Und sind die dann jeweils positiv konnotiert, negativ, neutral?
Bei mir bewirkt „Aushalten“ sofort eine Aktivierung. Aushalten, ertragen, sich hilflos fühlen. Unzählige Erinnerungen an unangenehme soziale Situationen, unfreundliches oder manipulatives Verhalten, endloser Smalltalk, aber auch Beleidigungen und Aggression.
„Halten“ hat ganz viele verschiedene Bedeutungen, ich assoziiere das zum Beispiel mit Tanz, wo eine Pose gehalten wird. Ich halte Spannung im Körper, wenn ich singe oder spreche. Ich halte Aufmerksamkeit und Fokus, wenn ich jemandem zuhöre. Halten im Sinne von „Anhalten“ fällt mir auch ein.
Jetzt geht es mir um den Unterschied zwischen „Aushalten“ und „Halten“ und die Frage, wie der Weg von „Ich kann das nicht (oder kaum) aushalten!“ hin zu „Ich kann das halten.“ aussehen kann.
Vielleicht geht es nur um ein unangenehmes Körpergefühl wie Müdigkeit oder eine leichte Verspannung. Vielleicht geht es um eine unangenehme soziale Situation. Vielleicht geht es um Gefühle, die kaum auszuhalten sind, wie etwa Liebeskummer, Wut oder Trauer.
Für mich besteht dann der erste Schritt weg vom reinen Aushalten darin, mich zu fragen, ob ich gerade etwas an der Situation ändern kann. Kann ich sofort etwas tun, so dass da gar nichts mehr zum Aushalten ist? Oder weniger? Falls ja, möchte ich das? Gibt es Nachteile dadurch, zum Beispiel soziale Kosten?
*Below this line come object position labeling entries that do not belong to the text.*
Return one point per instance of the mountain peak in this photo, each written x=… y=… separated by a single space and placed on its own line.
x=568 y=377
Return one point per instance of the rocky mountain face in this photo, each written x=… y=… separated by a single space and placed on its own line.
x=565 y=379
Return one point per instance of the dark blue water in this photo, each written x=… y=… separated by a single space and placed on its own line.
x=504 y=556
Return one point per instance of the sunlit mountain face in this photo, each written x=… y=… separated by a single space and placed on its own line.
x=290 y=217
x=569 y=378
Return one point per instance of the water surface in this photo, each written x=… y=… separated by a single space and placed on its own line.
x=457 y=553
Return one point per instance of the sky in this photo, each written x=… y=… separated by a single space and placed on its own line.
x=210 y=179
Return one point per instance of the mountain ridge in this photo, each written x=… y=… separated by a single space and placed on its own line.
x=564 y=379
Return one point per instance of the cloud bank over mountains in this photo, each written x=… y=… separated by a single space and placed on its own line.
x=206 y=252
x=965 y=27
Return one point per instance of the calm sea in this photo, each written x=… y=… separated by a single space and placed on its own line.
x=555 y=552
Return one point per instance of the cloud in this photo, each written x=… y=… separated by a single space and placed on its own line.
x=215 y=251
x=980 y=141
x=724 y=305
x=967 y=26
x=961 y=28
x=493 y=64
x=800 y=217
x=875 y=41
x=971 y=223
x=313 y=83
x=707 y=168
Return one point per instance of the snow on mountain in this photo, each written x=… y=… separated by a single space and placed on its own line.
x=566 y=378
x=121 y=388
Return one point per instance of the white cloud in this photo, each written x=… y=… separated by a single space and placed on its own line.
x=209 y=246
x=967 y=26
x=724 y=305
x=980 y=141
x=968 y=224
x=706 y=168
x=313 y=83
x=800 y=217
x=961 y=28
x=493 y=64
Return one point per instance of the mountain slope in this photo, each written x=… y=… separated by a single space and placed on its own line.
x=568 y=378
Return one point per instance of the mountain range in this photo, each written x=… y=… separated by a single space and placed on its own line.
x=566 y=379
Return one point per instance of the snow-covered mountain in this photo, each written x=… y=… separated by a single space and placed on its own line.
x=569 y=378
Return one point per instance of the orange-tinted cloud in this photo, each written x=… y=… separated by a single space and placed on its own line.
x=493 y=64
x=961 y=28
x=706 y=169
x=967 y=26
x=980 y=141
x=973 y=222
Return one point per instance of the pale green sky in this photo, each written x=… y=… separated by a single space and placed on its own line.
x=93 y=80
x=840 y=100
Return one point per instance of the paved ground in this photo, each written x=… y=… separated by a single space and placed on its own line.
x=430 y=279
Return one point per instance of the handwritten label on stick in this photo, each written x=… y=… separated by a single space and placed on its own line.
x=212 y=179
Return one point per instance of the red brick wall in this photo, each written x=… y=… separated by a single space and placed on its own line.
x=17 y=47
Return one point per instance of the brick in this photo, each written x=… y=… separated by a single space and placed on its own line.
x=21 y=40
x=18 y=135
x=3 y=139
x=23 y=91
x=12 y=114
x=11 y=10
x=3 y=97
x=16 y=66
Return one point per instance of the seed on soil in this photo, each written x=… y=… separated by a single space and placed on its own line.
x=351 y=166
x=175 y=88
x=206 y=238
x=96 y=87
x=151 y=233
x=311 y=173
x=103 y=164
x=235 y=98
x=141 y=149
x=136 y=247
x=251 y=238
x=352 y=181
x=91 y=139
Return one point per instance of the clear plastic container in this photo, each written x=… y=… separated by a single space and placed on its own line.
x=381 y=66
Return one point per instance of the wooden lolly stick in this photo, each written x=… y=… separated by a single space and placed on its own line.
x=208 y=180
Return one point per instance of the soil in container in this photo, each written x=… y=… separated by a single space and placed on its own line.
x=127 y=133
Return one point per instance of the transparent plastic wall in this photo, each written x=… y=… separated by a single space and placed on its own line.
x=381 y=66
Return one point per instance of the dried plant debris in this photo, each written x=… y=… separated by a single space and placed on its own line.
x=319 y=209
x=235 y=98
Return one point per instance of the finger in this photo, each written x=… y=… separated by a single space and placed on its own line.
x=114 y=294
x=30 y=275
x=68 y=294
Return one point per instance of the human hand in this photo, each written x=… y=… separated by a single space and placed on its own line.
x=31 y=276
Falls ich nichts ändern kann oder möchte, dann heißt das, dass ich die Situation erst mal so akzeptiere, wie sie ist. Dann geht es weiter: Was wäre, wenn ich gar nichts weiter tun muss und es völlig in Ordnung ist, das für eine Weile auszuhalten? Wenn ich zum Beispiel auf einer Konferenz bei einer Wine Reception so rumstehe, den Smalltalk langweilig finde und (noch) keine Person für ein interessantes Gespräch gefunden habe, dann wird das schnell unangenehm. Körperlich unangenehm, ich möchte dann einfach nur weggehen. Viele Jahre lang habe ich dann gelächelt, mich höflich am Gespräch beteiligt und ausgehalten, dass das eigentlich schrecklich ist. Aber nun probiere ich aus, das zu halten.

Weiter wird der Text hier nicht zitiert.